Union Budget 2021 has proposed significant policy measures and budgetary allocations to the healthcare and infrastructure sectors. Coupled with the sharp increase in capital expenditure, these measures would give the much-needed boost to the Indian economy.
With a fiscal deficit of 9.5% of GDP, there was limited scope for any significant tax concessions. Some key amendments have been summarised below.
The proposal to introduce faceless appeal proceedings at the Income Tax Appellate Tribunal as well as the Dispute Resolution Committee for small taxpayers is in line with principles of transparency and efficiency.

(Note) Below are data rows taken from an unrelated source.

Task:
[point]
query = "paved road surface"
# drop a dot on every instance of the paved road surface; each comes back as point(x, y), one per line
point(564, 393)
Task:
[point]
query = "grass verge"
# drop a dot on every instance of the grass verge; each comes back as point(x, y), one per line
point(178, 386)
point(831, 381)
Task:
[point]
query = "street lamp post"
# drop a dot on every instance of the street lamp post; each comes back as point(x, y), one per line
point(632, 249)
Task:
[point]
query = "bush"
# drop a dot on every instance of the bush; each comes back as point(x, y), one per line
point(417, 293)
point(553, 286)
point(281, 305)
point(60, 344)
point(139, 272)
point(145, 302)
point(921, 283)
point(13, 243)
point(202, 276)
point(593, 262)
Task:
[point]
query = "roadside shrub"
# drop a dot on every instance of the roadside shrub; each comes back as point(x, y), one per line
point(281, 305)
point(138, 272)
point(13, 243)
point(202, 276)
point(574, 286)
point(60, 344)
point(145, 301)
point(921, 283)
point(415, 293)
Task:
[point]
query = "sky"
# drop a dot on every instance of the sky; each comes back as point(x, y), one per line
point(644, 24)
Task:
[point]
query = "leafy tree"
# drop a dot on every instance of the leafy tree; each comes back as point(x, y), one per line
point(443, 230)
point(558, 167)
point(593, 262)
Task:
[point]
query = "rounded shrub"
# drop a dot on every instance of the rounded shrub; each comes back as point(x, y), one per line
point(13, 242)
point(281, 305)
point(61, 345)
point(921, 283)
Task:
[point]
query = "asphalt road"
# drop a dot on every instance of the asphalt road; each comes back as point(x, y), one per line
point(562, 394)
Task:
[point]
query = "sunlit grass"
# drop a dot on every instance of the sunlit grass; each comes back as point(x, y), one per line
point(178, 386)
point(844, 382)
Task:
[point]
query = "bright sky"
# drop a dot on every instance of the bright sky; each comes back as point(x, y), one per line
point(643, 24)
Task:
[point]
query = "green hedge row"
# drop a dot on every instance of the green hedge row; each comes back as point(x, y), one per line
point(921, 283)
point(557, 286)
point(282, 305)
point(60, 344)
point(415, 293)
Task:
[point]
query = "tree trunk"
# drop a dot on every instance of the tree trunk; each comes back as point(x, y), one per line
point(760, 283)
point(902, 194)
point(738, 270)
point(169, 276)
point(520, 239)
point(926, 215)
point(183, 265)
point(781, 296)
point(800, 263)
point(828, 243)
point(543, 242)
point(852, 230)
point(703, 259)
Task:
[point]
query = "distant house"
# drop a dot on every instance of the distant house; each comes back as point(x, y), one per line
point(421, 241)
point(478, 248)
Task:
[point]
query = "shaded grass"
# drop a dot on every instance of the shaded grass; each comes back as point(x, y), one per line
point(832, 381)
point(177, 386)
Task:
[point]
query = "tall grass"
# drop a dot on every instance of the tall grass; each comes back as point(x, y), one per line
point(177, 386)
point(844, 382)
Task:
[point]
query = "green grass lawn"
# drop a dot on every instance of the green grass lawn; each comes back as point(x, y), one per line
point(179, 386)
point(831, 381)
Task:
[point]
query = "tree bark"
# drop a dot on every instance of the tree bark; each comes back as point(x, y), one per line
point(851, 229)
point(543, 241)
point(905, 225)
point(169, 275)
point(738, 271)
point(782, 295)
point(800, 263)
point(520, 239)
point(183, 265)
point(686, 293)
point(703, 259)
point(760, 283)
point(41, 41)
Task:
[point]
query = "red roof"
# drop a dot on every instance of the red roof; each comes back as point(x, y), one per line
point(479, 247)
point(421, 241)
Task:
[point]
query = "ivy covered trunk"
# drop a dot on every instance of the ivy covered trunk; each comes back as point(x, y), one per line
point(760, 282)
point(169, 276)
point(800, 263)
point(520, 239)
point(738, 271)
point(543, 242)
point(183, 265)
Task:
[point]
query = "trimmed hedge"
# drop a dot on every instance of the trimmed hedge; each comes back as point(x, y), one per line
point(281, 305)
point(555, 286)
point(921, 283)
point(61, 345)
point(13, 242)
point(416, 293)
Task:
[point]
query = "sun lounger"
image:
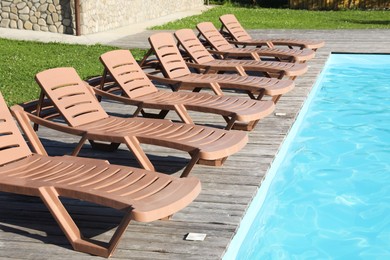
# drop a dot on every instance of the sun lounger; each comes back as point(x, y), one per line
point(199, 55)
point(85, 117)
point(237, 35)
point(178, 75)
point(220, 46)
point(135, 88)
point(142, 195)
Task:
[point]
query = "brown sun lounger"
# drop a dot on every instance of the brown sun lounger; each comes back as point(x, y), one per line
point(135, 88)
point(177, 74)
point(85, 117)
point(199, 55)
point(142, 195)
point(221, 47)
point(237, 35)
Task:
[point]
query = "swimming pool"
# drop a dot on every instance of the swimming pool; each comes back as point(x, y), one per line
point(327, 194)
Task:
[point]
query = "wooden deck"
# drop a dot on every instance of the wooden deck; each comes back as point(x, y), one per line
point(27, 230)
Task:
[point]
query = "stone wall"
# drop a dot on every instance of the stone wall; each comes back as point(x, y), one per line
point(95, 15)
point(38, 15)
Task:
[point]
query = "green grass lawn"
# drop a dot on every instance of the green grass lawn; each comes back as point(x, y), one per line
point(21, 60)
point(263, 18)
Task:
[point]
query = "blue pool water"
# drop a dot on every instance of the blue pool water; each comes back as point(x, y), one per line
point(327, 194)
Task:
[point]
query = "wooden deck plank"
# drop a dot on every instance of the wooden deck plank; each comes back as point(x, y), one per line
point(27, 230)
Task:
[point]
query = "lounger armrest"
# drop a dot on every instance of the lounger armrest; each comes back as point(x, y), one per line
point(217, 68)
point(25, 124)
point(163, 80)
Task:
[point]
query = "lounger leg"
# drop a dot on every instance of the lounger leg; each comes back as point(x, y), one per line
point(79, 145)
point(216, 88)
point(49, 195)
point(230, 122)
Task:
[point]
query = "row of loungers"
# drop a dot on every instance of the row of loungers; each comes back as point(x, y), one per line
point(70, 105)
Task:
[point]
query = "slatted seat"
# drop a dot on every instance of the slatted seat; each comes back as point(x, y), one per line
point(142, 195)
point(237, 35)
point(85, 117)
point(136, 89)
point(179, 75)
point(199, 55)
point(220, 46)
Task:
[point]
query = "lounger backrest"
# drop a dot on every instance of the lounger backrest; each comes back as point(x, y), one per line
point(127, 73)
point(193, 46)
point(12, 144)
point(230, 22)
point(168, 54)
point(71, 96)
point(213, 36)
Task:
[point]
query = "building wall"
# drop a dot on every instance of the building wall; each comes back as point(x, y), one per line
point(102, 15)
point(57, 16)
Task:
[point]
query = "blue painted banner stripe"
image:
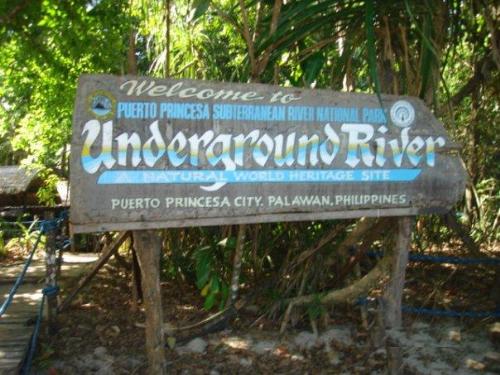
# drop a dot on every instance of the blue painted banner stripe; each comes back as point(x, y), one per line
point(140, 177)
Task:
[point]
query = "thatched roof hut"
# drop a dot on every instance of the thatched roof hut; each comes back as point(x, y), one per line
point(18, 186)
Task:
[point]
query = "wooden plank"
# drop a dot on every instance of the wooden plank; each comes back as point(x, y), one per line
point(251, 153)
point(254, 219)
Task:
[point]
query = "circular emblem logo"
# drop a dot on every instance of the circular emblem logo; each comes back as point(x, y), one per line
point(402, 113)
point(101, 104)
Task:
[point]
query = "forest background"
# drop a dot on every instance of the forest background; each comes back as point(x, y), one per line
point(446, 52)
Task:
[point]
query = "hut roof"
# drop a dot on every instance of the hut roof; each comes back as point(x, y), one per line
point(16, 179)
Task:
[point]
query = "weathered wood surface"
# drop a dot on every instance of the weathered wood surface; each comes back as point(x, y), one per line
point(16, 325)
point(148, 247)
point(129, 150)
point(393, 296)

Further, the proposal to reduce the time in which reassessment proceedings can be initiated, as well as the more stringent conditions for opening reassessment proceedings in case of serious tax evasion cases, would lead to more certainty and reduce litigation.
The bill also proposes to constitute a board for Advance Ruling to replace the Authority for Advance Ruling (AAR), to increase efficiency of the advance ruling scheme. The Income Tax Settlement Commission is proposed to be discontinued.
The bill proposes to introduce a new provision requiring Tax Deduction of Source (TDS) @ 0.1% on payments made to residents for purchase of goods if the buyer's gross turnover from business is greater than Rs 10 crore in the preceding year and where the aggregate value of purchase of goods from the seller exceeds Rs 50 Lakh in the relevant year. This would increase compliance requirements.
The Equalisation Levy (EQL) of 2% imposed last year on revenues earned by e-commerce operators has continuously been under controversy due to lack of clarity of certain aspects.
The bill proposes to clarify that EQL would not be applicable on amounts taxable in India as royalty or as fee for technical services. Further, it clarifies the scope of activities covered under the scope of 'online sale or goods' and 'online provision of services'. The ambit of activities so proposed to be covered is fairly broad and may lead to many taxpayers potentially getting covered by the EQL.
The tax deductibility of depreciation on goodwill has been a contentious issue involving ongoing litigation for various reasons. In order to put the issue to rest, it has been proposed that goodwill of a business or profession will not be considered as a depreciable asset and no depreciation will be allowed on the same going forward.
The extension of tax holiday benefits by one year for housing projects and start-ups would provide some relief to these sectors.
The Finance Bill has proposed a reduction by three months to the time limit available for completion of assessment proceedings, which seems to be aimed at speedier revenue collection.
Directionally, the Budget shows stability in the tax regime and it is good that no new taxes were introduced.